Michael Rawlins, 2015 PEP Fellow, findings on thawing permafrost in northern Alaska featured in Technology.org

Michael Rawlins, 2015 PEP Fellow and associate director of the Climate Systems Research Center at UMass Amherst, led a multi-institution team that found evidence of thawing permafrost in northern Alaska. These findings, featured in Technology.org, reveal that thawing is altering the Arctic hydrological system, disrupting inhabitants and changing the environment into a source of carbon emission. Research also featured in ScienceBlog and NSF.gov.

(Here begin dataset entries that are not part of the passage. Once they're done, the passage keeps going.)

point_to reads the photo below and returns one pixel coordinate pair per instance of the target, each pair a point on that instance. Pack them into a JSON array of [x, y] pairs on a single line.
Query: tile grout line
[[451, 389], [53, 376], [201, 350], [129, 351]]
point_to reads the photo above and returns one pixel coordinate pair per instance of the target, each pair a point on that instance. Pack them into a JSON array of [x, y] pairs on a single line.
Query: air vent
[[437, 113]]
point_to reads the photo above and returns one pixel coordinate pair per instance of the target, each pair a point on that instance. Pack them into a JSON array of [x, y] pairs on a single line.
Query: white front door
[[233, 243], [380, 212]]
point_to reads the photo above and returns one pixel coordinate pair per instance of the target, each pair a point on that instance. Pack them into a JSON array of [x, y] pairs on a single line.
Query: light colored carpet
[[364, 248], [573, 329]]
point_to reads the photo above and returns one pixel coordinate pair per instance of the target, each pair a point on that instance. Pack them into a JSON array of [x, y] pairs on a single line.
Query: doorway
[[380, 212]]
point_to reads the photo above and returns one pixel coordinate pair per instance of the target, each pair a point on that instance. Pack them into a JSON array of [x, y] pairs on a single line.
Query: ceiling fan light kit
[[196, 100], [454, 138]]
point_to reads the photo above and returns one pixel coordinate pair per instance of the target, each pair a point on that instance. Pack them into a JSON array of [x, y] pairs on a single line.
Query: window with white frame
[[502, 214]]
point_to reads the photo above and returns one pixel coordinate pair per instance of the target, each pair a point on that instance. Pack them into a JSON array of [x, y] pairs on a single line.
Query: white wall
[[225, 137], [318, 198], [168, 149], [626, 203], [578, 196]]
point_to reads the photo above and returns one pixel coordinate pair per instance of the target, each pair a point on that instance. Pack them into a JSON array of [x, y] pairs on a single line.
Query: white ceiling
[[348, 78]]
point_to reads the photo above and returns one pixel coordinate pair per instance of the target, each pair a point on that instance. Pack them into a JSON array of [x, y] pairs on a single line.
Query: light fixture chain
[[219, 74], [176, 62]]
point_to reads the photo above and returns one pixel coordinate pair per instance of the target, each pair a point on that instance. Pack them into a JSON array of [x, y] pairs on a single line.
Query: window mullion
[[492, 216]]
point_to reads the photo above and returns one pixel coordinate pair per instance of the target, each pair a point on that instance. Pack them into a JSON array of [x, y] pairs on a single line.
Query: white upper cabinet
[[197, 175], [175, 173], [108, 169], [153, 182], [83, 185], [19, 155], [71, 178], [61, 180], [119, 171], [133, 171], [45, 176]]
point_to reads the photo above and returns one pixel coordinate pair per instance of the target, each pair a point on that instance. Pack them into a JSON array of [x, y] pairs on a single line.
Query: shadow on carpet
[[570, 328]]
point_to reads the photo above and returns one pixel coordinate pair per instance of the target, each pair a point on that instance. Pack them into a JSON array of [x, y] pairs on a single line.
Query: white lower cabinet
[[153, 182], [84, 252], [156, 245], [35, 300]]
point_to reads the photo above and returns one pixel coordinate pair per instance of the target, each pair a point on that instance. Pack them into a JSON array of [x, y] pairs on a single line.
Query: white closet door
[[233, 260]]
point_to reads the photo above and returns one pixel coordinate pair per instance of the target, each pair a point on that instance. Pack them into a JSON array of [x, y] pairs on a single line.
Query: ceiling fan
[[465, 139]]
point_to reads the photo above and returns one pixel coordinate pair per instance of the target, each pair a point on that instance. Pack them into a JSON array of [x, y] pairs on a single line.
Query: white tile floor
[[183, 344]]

M.V. Lee Badgett, PEP Steering Committee Member, quoted in New York Times article covering  annual meeting of the American Economic Association  

Coverage in The New York Times of the annual meeting of the American Economic Association quotes M.V. Lee Badgett, PEP Steering Committee member, and co-chair of the association’s new Committee on the Status of LGBTQ+ Individuals in the Economics Profession, formed in response to revelations of sexism, racism and harassment in the profession. Badgett says, “What I’ve heard, over and over again, is — this is the moment, we need to take advantage of it.”

Julie Brigham-Grette, 2017 PEP Fellow, interviewed about her research on climate evolution 

Julie Brigham-Grette, 2017 PEP Fellow, is interviewed for a Glacjoblogia blog post about her research on climate evolution in the Arctic. In the article, she explains, "What we’re doing now is we are burning fossil fuels and driving the planet past its safety thresholds. We’re causing a radical change in snow cover, glaciers, sea ice, the migration of boreal forest and commercial fisheries to the north, all kinds of things down the line.  And its not in the future, its happening now."

Paul M. Collins Jr., 2015 PEP Fellow, discusses Chief Justice John Roberts's potential rulings in the upcoming impeachment trial in WHDH-TV 7 news story

Paul M. Collins Jr., 2015 PEP Fellow, says in WHDH-TV 7 news story that Chief Justice John Roberts isn’t likely to make controversial or partisan rulings in the upcoming impeachment trial of President Donald J. Trump because that would undermine the view of the court as above politics and even handed. Also featured in ABC 4, PBS NewsHour, MetroWest Daily News, MassLive, and OregonLive.

2018 PEP Fellow, Elizabeth Evans's research on gender-tailored methods to address the harmful mental health effects of childhood adversity featured in News Medical Life Sciences

Gender-tailored methods to address the harmful mental health effects of childhood adversity may help alleviate the current opioid crisis and make treatment more effective, concludes 2018 PEP Fellow, Elizabeth Evans, in her latest research about opioid use disorder (OUD) featured in News Medical Life Sciences. Looking for new ways to address the public health emergency that the opioid crisis has created, Evans and colleagues examined gender differences in associations between mental health conditions and adverse childhood experiences (ACE) among adults with opioid use disorder. The study, published in the international journal Addictive Behaviors, suggests that treatment for OUD and mental health conditions, especially in the case of women, should be integrated in settings that also provide childcare and create a supportive environment to address stigma and shame. Research also featured in Vermont Public RadioScience Codex and NEPR.

New research by Michael Rawlins, 2015 PEP Fellow, on the changing character of hydrological cycle elements across the North Slope of Alaska featured in Science Daily

A new analysis, featured in Science Daily, of the changing character of runoff, river discharge and other hydrological cycle elements across the North Slope of Alaska reveals significant increases in the proportion of subsurface runoff and cold season discharge, changes the authors say are “consistent with warming and thawing permafrost.” First author and lead climate modeler Michael Rawlins, 2015 PEP Fellow, says warming is expected to shift the Arctic from a surface water-dominated system to a groundwater-dominated system, with deeper water flow paths through newly thawed soils. “Our model estimates of permafrost thaw are consistent with the notion that permafrost region ecosystems are shifting from a net sink to a net source of carbon,” he says. Also featured in Daily Hampshire Gazette, and Stories In The News.